While our aim was to highlight and present data for anxiety-related impairment scales, anxiety evaluations are ideally a multi-method, multi-informant process. As such, the assessment of anxiety-related impairment should not stand on its own but should be interpreted in the context of these other clinical data. Beyond anxiety symptom rating scales and diagnostic interviews, measures of family functioning and impairment could be useful to gain a fuller picture/conceptualization of youth’s anxiety-related impairment and may also suggest treatment targets. This is because the level of impairment that youth experience is at least to some degree contingent on family members’ role (e.g., parents allowing a child to stay home from school). Behavioral and neurobiological approaches may provide a sense of anxiety-related impairment and offer important benefits (for reviews, see Byrne et al., 2018; Silverman & Ollendick, 2005). A nice example of this is assessing impairment and symptoms related to social anxiety by observing and rating youths’ ability to interact with confederates or complete speech tasks (e.g., Follet et al., 2023). Overall, though, the psychometric data base for these methods is less developed than symptom measures and diagnostic interviews. These methods also have more utility in research than clinical contexts.
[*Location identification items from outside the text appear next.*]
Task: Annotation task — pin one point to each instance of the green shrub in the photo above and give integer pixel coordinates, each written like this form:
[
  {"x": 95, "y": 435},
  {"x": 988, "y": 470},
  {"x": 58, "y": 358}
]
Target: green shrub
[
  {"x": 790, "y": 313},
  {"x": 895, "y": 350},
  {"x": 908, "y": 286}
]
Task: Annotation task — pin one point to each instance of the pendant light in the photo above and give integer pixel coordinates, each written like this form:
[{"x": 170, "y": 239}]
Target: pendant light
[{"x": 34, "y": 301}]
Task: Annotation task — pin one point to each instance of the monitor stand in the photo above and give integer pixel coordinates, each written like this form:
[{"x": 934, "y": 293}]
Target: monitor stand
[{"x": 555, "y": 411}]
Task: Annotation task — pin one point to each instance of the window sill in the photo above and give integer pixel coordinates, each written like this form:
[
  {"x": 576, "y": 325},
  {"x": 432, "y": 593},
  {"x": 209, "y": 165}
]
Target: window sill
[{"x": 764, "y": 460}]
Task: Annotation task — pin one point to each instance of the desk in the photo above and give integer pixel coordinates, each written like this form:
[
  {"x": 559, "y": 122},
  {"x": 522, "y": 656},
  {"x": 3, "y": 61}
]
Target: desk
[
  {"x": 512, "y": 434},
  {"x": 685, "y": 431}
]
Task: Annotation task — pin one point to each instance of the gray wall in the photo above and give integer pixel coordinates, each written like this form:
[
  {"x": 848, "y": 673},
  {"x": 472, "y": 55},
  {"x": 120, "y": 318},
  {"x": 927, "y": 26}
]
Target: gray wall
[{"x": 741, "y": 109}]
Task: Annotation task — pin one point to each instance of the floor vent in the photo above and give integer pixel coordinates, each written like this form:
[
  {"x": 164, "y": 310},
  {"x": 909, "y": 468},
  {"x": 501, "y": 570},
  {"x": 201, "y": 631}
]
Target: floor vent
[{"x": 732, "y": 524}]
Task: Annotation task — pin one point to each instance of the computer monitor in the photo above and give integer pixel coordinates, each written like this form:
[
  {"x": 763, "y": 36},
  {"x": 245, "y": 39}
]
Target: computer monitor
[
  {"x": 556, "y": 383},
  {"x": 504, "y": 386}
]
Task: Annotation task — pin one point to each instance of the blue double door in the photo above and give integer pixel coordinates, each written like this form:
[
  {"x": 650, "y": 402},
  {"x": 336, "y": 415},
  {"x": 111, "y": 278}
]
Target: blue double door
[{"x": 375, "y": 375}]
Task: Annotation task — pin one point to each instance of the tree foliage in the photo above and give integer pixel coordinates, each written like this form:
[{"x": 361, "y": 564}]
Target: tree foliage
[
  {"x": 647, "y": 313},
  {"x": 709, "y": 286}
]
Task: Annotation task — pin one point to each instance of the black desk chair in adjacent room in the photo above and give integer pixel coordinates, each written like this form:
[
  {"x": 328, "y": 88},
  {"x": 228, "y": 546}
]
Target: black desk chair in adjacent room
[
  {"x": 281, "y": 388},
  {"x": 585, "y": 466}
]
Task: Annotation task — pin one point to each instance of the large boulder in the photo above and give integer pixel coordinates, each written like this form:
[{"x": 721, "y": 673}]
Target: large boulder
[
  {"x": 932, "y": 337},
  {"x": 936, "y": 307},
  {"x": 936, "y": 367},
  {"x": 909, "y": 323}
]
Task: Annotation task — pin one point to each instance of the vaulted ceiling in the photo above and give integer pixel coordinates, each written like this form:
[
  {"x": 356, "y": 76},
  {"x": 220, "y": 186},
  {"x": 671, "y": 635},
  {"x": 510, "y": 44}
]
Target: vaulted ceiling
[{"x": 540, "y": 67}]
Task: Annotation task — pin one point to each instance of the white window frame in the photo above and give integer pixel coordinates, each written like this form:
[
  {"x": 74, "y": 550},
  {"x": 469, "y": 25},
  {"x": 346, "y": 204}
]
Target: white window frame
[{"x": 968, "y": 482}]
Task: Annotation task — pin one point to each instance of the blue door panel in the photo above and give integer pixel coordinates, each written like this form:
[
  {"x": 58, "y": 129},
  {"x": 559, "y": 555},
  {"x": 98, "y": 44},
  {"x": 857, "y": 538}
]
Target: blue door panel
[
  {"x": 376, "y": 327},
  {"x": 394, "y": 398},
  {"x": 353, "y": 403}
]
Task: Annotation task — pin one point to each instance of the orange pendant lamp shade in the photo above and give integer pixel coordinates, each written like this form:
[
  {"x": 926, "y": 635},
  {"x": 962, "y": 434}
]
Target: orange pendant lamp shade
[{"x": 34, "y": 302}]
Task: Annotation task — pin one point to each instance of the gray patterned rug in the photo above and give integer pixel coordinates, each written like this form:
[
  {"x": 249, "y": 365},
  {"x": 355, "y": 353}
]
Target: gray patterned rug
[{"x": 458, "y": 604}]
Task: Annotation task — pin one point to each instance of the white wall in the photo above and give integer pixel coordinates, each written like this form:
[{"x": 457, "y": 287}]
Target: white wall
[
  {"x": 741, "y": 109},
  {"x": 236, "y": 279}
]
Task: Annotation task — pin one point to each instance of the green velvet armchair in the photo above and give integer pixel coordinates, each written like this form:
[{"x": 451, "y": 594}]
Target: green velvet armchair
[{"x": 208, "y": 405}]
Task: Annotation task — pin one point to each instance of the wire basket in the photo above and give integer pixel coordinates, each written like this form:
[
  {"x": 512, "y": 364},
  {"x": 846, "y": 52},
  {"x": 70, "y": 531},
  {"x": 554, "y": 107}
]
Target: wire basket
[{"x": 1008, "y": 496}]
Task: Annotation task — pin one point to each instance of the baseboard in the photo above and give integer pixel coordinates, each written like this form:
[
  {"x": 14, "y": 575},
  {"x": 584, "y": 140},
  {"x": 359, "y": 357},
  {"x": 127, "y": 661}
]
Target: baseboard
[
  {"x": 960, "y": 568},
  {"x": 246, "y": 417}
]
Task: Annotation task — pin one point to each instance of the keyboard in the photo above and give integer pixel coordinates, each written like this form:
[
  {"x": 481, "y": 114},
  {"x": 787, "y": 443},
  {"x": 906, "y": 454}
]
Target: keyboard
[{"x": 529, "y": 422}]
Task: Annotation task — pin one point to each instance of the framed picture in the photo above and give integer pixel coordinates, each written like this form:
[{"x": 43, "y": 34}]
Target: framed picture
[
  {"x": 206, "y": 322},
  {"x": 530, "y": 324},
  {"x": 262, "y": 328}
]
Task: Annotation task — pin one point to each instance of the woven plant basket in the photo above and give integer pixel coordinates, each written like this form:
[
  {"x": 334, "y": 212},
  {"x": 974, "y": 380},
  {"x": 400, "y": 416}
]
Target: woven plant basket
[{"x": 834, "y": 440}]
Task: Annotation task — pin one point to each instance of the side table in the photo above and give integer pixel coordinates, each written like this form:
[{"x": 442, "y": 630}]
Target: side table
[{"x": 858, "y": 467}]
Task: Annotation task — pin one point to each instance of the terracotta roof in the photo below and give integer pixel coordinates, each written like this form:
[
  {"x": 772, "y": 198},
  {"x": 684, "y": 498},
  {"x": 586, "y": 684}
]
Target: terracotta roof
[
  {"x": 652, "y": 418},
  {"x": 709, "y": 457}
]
A future direction with potential for great clinical utility is to interface the current impairment measures with technology-based approaches (Holmes et al., 2018). Ecological momentary assessment, for example, may be an especially effective way for youth and their parents to report on anxiety-related impairment in real time. This is still a new area, however, and basic data capturing reliability and validity are needed.
Conclusion
This is the first article to summarize and preliminarily evaluate the psychometric data for youth anxiety-related impairment scales. Given the nascent state of the literature on these rating scales, it is encouraging that each measure has initial evidence of psychometric properties that earned good-to-excellent ratings. Notwithstanding limitations and recommendations for future research, there are some key points we wish to underscore. Synthesizing results from the current and prior reviews, we recommend the ADIS-C/P as a diagnostic interview, the SCARED-C/P as an anxiety symptom rating scale, and the CAIS-C/P as an anxiety-related impairment rating scale. This combination of measures would have utility for most clinical and research assessment purposes. We recommend the CAIS-C/P overall given that they (a) have the largest research base relative to other scales at this time, (b) assess the “key” domains of functioning (school, social, family/home) in separate subscales, and (c) earned our ratings of excellent for construct validity, discriminative validity (parent-report), and treatment sensitivity, for the subscale and total scale scores. Still, compared with youth- and parent-report anxiety symptom rating scales, there is much research needed to build the evidence base for youth anxiety-related impairment scales. We hope the current article serves as an impetus for this much-needed research.
Footnotes
Declaration of Conflicting Interests
The author(s) declared no potential conflicts of interest with respect to the research, authorship, and/or publication of this article.
Funding
The author(s) disclosed receipt of the following financial support for the research, authorship, and/or publication of this article: This study was supported by National Institutes of Health grants R01MH119299, R33MH115113, and R01DK117651. The content is solely the responsibility of the authors and does not necessarily represent the official views of the National Institutes of Health.